Pranksters are nothing new in the world. Children have been making silly phone calls since the early days of the telephone. Who could forget classics like, "do you have Prince Albert in a can?" With the punchline, "well, you'd better let him out."
Kids trying to have a laugh with prank calls like that were always corny but no harm was intended. Pranks and hoaxes still happen to this day, unfortunately, some of them are more malicious than those from days past.
There's actually a hoax circulating on Facebook right now that you need to know about. Don't forget to share this article with family and friends so they're also aware. Simply click the share button on the left-hand side of the article to post it to Facebook.
What's the latest Facebook hoax?
If you're an active Facebook user, you might have already seen the latest hoax making the rounds. People are being urged to copy and paste a message claiming that Facebook is going to limit the number of friends' status updates that you can see in your News Feed to 25. Here is one version of the message that's been shared:
"The new algorithm controlling Facebook's news feed now shows only posts from the same few people, about 25. Their system chooses the people to read your posts, but I would like to choose for myself. Therefore, I ask you a favor, please, right now...Leave me a quick comment, a 'hello,' a sticker, whatever you want - don't just 'like' - post something - so you will appear in my news feed. I have some interesting news coming and want to make sure it reaches you."
Users are then asked to copy and paste the message onto their News Feed. Believe it or not, this is actually spreading like wildfire.
Spoiler alert: this message is a hoax! Facebook is not limiting the number of friends you can see on your News Feed. In fact, Facebook has already addressed this with the following statement.
It reads, "Friends don't let friends copy and paste memes, and this one simply is not true. We rank News Feed based on how relevant each post might be to you, and while we've made some updates that could increase the number of posts you see from your friends, your News Feed isn't limited to 25 of them."

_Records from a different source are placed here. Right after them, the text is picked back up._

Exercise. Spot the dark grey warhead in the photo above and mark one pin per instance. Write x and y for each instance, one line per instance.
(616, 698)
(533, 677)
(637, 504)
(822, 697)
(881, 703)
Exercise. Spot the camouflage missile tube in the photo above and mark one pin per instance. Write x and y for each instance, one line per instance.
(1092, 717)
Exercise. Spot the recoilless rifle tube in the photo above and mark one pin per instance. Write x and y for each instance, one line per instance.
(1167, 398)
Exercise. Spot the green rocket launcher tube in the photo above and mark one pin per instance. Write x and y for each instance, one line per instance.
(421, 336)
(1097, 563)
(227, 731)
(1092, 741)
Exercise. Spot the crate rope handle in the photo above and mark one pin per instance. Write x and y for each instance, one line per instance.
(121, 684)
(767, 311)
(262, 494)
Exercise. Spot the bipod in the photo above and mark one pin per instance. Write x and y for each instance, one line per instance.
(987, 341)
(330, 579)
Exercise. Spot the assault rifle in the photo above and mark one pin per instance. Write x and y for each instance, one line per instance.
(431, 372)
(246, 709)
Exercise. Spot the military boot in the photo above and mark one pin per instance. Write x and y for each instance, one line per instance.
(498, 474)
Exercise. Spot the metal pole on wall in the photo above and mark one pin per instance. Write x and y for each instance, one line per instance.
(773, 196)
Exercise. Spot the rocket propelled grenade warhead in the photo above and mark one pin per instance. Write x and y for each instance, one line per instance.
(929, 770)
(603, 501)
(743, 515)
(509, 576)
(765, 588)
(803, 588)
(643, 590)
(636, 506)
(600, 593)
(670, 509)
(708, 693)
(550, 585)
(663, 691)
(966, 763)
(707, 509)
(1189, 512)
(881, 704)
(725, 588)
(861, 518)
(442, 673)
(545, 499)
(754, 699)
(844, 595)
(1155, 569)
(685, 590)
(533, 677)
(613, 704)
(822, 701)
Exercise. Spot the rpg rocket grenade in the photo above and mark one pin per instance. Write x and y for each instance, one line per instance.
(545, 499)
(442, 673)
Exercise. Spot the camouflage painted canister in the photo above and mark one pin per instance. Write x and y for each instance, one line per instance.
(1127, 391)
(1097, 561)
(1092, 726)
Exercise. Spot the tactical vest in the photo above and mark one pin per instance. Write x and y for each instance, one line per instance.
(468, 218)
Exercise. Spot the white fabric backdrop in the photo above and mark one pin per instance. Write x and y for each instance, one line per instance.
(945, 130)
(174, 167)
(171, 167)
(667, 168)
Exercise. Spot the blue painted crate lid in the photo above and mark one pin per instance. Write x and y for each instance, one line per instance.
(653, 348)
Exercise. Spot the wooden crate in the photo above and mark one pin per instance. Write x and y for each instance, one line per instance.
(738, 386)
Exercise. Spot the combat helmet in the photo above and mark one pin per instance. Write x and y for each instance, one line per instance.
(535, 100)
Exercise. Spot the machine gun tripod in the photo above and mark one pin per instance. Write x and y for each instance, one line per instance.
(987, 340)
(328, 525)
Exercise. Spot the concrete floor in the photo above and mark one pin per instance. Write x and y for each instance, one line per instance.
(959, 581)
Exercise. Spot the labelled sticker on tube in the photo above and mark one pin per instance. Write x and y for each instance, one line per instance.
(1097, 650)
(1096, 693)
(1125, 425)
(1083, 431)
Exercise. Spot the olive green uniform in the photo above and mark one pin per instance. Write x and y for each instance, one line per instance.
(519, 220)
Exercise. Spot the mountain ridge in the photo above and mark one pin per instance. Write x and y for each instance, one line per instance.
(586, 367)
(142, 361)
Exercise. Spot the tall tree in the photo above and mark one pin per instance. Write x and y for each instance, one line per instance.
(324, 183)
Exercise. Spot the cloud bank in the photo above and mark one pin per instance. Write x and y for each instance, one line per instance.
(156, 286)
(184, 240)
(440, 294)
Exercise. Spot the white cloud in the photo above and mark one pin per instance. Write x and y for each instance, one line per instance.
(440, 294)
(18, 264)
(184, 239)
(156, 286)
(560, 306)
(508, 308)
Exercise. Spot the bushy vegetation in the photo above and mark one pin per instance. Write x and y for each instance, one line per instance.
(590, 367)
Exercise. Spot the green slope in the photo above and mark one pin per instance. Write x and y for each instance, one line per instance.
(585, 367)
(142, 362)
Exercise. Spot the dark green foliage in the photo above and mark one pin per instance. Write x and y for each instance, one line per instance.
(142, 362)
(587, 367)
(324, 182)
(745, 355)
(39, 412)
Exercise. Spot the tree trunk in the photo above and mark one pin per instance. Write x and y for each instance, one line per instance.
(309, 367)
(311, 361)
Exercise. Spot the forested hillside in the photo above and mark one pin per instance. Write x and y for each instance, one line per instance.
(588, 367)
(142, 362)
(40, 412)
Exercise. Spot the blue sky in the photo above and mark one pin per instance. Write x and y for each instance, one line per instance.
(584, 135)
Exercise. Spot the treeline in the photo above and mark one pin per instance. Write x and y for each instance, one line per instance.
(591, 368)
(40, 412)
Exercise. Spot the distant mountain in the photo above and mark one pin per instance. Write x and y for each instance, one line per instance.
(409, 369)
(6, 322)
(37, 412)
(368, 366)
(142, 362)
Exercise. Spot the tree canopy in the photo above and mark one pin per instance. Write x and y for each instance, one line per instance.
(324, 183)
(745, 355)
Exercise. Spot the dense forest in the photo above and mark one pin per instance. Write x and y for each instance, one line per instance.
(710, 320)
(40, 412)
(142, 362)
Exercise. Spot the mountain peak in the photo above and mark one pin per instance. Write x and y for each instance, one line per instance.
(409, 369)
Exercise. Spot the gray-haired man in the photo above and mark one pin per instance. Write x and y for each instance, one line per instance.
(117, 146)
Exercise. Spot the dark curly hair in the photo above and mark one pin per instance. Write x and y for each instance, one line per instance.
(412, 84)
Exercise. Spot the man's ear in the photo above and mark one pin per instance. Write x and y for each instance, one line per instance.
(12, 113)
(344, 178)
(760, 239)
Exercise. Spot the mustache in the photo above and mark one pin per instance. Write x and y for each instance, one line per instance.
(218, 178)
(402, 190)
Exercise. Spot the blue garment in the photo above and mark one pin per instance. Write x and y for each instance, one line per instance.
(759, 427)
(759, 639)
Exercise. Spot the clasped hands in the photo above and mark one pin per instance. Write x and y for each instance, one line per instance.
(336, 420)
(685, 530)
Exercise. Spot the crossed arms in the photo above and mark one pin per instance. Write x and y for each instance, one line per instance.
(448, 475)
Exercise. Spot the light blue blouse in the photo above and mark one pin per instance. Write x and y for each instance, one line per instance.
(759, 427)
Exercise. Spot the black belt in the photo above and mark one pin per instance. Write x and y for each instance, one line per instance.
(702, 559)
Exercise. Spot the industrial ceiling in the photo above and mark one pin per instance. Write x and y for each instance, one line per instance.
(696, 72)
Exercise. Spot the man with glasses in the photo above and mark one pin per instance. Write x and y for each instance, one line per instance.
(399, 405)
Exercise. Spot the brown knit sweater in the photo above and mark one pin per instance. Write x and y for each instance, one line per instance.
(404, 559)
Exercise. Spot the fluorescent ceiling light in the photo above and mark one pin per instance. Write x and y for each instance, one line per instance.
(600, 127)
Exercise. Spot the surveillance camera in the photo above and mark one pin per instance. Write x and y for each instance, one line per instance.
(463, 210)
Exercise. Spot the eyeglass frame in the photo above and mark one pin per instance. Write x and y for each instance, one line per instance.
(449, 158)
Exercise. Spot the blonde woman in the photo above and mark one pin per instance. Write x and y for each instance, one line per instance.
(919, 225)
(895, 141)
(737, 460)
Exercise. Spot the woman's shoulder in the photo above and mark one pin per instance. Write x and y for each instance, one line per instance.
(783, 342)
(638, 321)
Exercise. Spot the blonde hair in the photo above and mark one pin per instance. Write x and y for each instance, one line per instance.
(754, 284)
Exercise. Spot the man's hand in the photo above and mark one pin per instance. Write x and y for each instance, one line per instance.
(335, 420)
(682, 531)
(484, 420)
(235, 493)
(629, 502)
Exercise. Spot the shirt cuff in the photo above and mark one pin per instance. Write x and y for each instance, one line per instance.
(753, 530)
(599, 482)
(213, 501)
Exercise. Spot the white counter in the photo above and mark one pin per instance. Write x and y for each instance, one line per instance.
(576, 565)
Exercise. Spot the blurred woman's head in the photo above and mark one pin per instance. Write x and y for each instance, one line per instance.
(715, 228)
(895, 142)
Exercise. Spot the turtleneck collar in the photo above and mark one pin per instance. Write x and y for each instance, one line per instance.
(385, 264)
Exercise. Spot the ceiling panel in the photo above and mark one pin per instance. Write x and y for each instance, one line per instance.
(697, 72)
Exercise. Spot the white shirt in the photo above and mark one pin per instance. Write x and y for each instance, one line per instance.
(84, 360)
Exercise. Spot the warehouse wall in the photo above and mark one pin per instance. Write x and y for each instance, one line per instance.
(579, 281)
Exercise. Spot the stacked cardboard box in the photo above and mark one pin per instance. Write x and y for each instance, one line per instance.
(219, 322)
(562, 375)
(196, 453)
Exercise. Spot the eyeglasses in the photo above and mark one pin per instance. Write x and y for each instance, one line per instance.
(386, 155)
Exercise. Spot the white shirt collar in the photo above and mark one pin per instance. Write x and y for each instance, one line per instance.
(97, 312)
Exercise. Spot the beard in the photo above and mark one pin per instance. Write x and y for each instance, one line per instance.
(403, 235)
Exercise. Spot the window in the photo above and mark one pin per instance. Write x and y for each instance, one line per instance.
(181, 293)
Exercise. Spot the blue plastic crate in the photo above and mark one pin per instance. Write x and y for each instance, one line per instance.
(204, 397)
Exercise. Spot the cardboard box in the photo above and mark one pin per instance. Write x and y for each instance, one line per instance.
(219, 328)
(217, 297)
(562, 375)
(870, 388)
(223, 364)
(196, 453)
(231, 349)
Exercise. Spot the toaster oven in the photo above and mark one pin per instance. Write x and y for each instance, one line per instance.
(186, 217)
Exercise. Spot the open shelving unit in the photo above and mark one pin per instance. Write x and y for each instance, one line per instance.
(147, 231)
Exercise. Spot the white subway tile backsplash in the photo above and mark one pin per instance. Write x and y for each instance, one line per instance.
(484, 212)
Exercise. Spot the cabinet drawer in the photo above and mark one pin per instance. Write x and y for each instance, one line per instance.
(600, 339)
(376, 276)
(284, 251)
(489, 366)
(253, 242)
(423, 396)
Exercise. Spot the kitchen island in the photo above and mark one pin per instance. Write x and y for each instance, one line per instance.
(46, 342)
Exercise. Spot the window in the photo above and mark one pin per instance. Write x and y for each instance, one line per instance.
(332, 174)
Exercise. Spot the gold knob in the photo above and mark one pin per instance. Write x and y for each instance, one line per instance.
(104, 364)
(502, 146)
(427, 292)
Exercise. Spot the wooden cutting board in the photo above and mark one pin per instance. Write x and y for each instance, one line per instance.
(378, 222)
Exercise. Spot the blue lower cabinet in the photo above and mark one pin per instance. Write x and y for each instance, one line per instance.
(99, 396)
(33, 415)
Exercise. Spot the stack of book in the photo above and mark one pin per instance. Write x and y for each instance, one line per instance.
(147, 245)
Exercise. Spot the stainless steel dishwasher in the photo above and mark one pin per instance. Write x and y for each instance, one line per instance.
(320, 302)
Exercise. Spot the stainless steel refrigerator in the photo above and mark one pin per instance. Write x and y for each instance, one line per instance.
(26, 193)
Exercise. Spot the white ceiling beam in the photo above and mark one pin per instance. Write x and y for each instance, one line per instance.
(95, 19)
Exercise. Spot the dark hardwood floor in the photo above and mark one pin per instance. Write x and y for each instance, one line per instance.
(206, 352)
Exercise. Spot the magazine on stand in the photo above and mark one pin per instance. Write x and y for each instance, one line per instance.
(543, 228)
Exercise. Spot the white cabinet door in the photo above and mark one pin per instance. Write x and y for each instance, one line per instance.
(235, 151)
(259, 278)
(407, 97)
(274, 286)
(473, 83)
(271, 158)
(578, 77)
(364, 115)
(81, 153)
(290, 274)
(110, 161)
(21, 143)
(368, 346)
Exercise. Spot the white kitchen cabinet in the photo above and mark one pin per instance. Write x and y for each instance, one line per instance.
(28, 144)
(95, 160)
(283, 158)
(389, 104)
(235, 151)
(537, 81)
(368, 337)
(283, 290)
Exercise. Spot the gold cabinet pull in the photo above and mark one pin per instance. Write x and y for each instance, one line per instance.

This isn't the first time we've seen misinformation circulating on Facebook. In many cases, the originators of the hoax are actually spreading a like-farming scheme.
Like-farming is when scammers post an attention-grabbing story on Facebook for the purpose of cultivating likes and shares. Based on the way Facebook works, the more likes and shares a post has, the more likely it is to show up in people's News Feeds.
This gives the scammer more viewers for posts that trick people out of information or send them to malicious downloads. The story they originally post typically has nothing dangerous about it. Only after the post gets a certain number of likes and shares does the scammer edit it and add something malicious.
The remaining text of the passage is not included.